Works for me, can I give it a pass tomorrow first?

oscarbg commented 11 months ago

Hi, sorry to ask here.. but what's special about RDNA3 in this test, as I can't run this sample on Nvidia 4070:

~/code/uVkCompute/build/benchmarks/vmt ./vmt_rdna3 2023-11-07T17:08:45+01:00 Running ./vmt_rdna3 Run on (32 X 5881 MHz CPU s) CPU Caches: L1 Data 32 KiB (x16) L1 Instruction 32 KiB (x16) L2 Unified 1024 KiB (x16) L3 Unified 32768 KiB (x2) Load Average: 8.08, 5.68, 2.31 WARNING CPU scaling is enabled, the benchmark real time measurements may be noisy and will incur extra overhead. WARNING Library was built as DEBUG. Timings may be affected. code/uVkCompute/benchmarks/vmt/vmt_main.cc:123: check error: destination buffer element (0) has incorrect value: expected to be 1404 but found -1 ^ In shader: Tile[1x16], i8->i32 Abortado (`core' generado)

kuhar commented 11 months ago

@oscarbg noting as of today, you can see the GSL compile target here: https://github.com/google/uVkCompute/commit/3049af9a233ab6d49088f2c99e2623f0c2b5be04#diff-62da6f62b4091626b341c9d8333d332aee35c053ff57cacebbb57792b987702aR30

This is more to communicate that it has been tuned and tested on rdna3, and in the future we may add more target-specific options to GLSL.
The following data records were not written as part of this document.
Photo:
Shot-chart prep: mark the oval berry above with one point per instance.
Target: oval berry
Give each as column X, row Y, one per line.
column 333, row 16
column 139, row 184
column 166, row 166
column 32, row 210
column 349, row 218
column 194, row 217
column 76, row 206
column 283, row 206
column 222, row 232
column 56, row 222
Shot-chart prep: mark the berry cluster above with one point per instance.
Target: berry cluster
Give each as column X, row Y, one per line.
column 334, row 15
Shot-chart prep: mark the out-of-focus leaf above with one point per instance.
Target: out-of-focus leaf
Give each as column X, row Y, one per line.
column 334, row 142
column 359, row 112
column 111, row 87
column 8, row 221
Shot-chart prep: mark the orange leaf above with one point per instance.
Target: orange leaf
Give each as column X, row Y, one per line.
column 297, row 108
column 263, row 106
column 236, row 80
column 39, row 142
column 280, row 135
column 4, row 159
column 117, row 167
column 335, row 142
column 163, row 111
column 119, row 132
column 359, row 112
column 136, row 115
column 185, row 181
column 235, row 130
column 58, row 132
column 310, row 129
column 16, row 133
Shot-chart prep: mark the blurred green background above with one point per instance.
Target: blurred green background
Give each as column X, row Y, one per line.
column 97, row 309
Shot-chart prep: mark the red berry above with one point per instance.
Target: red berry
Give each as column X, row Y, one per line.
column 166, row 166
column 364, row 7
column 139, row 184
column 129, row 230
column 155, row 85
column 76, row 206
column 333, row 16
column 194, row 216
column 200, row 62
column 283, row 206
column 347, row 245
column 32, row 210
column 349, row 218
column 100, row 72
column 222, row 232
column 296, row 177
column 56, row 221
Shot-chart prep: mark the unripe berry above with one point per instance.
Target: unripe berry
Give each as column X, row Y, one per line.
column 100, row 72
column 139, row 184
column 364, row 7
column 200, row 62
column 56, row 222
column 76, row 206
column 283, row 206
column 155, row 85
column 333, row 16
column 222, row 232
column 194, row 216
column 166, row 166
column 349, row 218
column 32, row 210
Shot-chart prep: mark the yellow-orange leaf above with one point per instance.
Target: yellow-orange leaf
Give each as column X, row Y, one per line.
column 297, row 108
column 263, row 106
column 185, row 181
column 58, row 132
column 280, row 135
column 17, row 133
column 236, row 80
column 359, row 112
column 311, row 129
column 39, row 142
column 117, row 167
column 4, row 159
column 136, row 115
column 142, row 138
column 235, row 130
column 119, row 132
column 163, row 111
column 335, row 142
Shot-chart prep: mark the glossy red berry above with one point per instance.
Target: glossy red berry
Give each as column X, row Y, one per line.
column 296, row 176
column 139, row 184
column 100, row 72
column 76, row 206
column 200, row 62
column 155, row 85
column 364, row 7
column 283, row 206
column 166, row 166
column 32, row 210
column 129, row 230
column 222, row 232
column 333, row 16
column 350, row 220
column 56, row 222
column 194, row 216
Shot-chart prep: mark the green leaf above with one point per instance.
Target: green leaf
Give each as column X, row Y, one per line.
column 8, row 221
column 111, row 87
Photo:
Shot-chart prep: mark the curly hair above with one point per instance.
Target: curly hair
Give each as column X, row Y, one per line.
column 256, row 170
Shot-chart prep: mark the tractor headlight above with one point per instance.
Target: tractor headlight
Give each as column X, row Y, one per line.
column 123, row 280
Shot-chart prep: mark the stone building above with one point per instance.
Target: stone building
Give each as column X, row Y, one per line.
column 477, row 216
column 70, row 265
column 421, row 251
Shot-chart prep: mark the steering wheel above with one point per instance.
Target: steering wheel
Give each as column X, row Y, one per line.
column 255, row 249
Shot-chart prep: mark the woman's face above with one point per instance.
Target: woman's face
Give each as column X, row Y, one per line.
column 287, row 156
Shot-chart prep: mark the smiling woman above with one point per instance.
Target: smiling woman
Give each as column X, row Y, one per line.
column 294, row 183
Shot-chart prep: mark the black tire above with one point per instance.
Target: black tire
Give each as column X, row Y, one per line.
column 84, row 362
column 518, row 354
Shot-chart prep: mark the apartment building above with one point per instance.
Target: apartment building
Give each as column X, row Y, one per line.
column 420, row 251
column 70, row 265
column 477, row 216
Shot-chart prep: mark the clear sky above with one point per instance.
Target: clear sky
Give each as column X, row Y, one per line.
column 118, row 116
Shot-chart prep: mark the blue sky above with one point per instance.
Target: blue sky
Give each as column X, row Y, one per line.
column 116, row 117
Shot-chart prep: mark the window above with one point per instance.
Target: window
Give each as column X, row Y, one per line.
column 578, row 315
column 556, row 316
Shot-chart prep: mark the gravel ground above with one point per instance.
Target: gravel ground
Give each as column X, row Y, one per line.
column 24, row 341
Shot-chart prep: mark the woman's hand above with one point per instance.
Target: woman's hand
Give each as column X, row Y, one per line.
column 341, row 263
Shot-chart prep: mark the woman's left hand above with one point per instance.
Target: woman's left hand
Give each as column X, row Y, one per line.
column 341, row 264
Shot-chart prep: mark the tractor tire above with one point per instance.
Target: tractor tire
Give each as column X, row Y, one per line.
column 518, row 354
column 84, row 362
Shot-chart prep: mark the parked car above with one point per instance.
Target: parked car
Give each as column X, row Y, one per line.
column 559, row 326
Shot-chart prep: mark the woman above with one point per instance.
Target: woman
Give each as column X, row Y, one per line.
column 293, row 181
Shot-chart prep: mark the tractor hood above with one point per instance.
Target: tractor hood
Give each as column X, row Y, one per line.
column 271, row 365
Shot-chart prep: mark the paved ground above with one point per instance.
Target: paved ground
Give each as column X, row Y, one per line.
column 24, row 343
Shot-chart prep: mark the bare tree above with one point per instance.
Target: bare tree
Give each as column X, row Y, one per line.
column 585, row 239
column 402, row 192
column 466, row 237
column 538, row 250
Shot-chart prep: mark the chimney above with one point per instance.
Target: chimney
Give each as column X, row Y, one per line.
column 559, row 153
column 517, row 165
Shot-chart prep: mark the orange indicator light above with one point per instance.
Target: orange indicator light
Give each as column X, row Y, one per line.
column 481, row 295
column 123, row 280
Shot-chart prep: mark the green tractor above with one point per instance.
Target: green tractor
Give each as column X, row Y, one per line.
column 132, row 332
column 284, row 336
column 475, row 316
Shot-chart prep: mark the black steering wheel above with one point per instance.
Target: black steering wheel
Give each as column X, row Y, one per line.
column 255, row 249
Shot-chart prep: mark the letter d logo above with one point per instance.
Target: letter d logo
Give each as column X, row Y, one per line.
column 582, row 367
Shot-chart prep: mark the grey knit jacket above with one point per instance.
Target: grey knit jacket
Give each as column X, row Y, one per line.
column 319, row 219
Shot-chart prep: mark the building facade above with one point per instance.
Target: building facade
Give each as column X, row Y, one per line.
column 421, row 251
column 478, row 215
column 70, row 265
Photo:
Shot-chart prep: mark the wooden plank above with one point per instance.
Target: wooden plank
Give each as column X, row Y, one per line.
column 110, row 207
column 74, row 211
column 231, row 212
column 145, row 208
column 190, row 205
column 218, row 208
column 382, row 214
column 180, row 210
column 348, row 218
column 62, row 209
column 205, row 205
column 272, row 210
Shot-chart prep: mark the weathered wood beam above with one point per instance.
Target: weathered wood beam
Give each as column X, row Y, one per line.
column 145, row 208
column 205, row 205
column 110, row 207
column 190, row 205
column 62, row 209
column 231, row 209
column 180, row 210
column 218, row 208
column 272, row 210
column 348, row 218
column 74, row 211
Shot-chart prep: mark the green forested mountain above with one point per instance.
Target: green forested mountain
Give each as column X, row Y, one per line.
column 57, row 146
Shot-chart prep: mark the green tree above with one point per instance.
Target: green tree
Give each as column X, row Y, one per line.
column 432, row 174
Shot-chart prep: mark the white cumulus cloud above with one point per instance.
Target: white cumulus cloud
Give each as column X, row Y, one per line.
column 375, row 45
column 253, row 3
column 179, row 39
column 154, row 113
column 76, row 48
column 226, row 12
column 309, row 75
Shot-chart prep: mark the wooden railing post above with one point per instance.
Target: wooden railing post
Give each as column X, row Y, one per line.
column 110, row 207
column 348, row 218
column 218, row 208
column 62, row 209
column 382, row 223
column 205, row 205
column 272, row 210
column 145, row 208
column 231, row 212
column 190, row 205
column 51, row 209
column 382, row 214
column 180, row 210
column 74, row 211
kuhar commented 11 months ago

code/uVkCompute/benchmarks/vmt/vmt_main.cc:123: check error: destination buffer element (0) has incorrect value: expected to be 1404 but found -1 ^ In shader: Tile[1x16], i8->i32 Abortado (`core' generado)

@oscarbg also this indicates that one of the assumptions made in the GLSL does not hold on this target.